AHA, HIMSS weigh in on ONC interoperability plans

'Whether the standards work will only be proven through successful use in clinical care'
By Jack McCarthy
10:29 AM

The Office of the National Coordinator for Health IT's 2016 Interoperability Standards Advisory in its public comment period has drawn some criticism from industry groups, which say the draft needs more detail and clarity.

Through the advisory, ONC hopes to develop the "best available" interoperability standards and implementation specifications for industry use to fulfill clinical health IT interoperability needs. The public comment period ended Friday, and the input will be considered in a final 2016 Advisory by the end of 2015.

The advisory's scope includes electronic health information created in the context of treatment and subsequently used to accomplish a purpose for which interoperability is needed, such as a referral to another care provider or public health reporting.

The advisory used six characteristics to determine whether a standard is the "best available" These characteristics are adoption level, cost, implementation maturity, regulation, standards process maturity, and test tool availability.

Both the American Hospital Association (AHA) and the Healthcare Information and Management Systems Society (HIMSS), owner of Healthcare IT News, weighed in with some criticism of the draft.

AHA input
AHA urged ONC to provide greater detail about the characteristics and metrics used to assess the standards identified as the "best available" in the advisory.

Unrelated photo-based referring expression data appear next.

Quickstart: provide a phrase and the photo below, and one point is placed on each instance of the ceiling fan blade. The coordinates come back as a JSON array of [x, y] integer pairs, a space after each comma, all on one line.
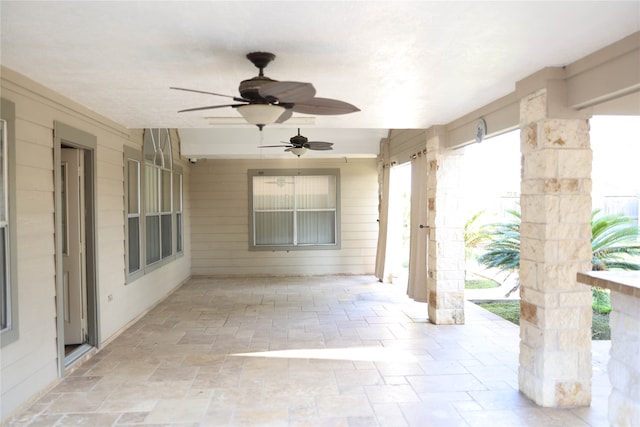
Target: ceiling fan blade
[[287, 91], [235, 98], [210, 107], [285, 116], [324, 106], [318, 145]]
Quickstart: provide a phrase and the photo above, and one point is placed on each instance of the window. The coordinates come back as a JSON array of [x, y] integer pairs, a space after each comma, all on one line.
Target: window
[[294, 210], [177, 197], [8, 268], [153, 204], [134, 210], [158, 195], [4, 229]]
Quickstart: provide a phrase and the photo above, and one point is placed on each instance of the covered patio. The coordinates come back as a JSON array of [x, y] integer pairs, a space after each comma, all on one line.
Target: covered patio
[[306, 351]]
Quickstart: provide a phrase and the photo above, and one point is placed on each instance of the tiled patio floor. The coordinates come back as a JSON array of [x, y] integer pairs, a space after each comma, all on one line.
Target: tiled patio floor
[[313, 351]]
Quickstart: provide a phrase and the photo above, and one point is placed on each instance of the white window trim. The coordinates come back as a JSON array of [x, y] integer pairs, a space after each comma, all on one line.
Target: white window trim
[[293, 172], [11, 332]]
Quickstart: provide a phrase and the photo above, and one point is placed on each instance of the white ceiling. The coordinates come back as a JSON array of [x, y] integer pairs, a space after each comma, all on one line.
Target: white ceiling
[[408, 64]]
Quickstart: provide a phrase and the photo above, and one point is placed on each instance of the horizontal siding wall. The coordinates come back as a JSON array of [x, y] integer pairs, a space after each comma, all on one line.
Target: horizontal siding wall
[[220, 221], [29, 365]]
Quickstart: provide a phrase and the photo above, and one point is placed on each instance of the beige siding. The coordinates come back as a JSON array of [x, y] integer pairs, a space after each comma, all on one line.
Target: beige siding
[[220, 221], [30, 364]]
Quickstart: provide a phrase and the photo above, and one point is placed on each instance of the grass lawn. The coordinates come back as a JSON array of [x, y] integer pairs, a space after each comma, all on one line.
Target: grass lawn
[[510, 310]]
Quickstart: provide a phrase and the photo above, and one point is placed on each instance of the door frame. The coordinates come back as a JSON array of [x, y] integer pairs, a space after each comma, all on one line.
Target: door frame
[[68, 136]]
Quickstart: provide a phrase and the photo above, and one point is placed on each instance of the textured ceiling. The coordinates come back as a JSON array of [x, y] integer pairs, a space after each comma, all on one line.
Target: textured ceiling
[[404, 64]]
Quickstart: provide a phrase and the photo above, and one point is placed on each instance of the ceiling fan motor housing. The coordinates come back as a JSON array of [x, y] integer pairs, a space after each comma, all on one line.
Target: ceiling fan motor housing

Supplementing the six characteristics with detailed information on the use of the standards in a real world environment "will indicate how each standard was evaluated and achieved the designation," Ashley Thompson, AHA vice president and acting senior executive for policy, noted in a prepared statement.

In addition, AHA recommended that ONC publish all testing results that show how the standards support the use cases referenced in the advisory, and increase educational support to providers on these standards.

"ONC may apply the designation of 'best available' to standards, but whether the standards work will only be proven through successful use in the provision of clinical care," AHA explained.

HIMSS comment
HIMSS said that, in general, it supports the way in which the content is organized and presented in the draft advisory. In its comments, signed by HIMSS Chair Dana Alexander and CEO Stephen Lieber, HIMSS said the draft may be oversimplifying a complex topic and ONC should modify its definition for interoperability maturity levels.

"HIMSS would like to emphasize that standards maturity is not a two dimensional concept (in the case of the Interoperability Standards Advisory, either "draft" or "final")," HIMSS wrote in its comments. "There could be risks in trying to reduce it to such that could overly simplify a complex or nuanced topic."

HIMSS recommended the ONC better articulate standards maturity in future versions of the advisory by considering whether the proposed standard are being developed to advance new technologies, whether  it is a competing standard for an existing standard that is currently adopted, and whether the proposed standard is an update of an existing standard that has achieved broad adoption.